En el mapa de la barbarie rusa en Ucrania sangran rincones como Járkov, con esos bombardeos indiscriminados, y Bucha, que marcó un antes y un después en el conflicto a ojos del exterior, pero duelen asimismo Mariúpol, las bombas sobre la estación de Kramatorsk, donde se agolpaban civiles de todas las edades en su huida, Irpín... En Izium, al este del país, se encontraron más de 400 tumbas en un bosque y una decena de cámaras de tortura utilizadas por el Ejército invasor durante meses. «Deben ser considerados crímenes de guerra», zanjó entonces, en pleno verano, el secretario de Estado norteamericano, Antony Blinken.
Pero la realidad es que cualquier acción bélica, por masiva y terrible que sea, necesita de pruebas para recibir esa consideración. En su búsqueda se han volcado el Gobierno de Kiev y la Unión Europea sobre el terreno, con el envío de especialistas encargados de documentar lo ocurrido. España, por ejemplo, ha aportado agentes especializados o médicos forenses.

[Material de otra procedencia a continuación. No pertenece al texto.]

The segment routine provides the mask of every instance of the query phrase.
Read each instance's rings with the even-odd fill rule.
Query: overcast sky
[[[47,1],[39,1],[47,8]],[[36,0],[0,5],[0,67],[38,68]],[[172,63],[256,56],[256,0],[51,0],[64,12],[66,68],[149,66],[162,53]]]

Lo diferente de esta guerra, que según las autoridades locales soportaría ya más de 50.000 violaciones internacionales por parte de las fuerzas rusas, es que los propios supervivientes documentan el horror. Con sus móviles y en las redes sociales, al alcance de cualquiera. De hecho, existe un colectivo de investigación, Bellingcat, que rastrea internet en busca de las evidencias de esos ataques para que sus autores rindan cuentas en un futuro. Y ahí, ante la Justicia, es donde diferentes países, con Zelenski a la cabeza, han pedido que acaben quienes están detrás de las masacres -aquellos que aprietan el gatillo y los responsables intelectuales- aunque el camino se asoma complicado.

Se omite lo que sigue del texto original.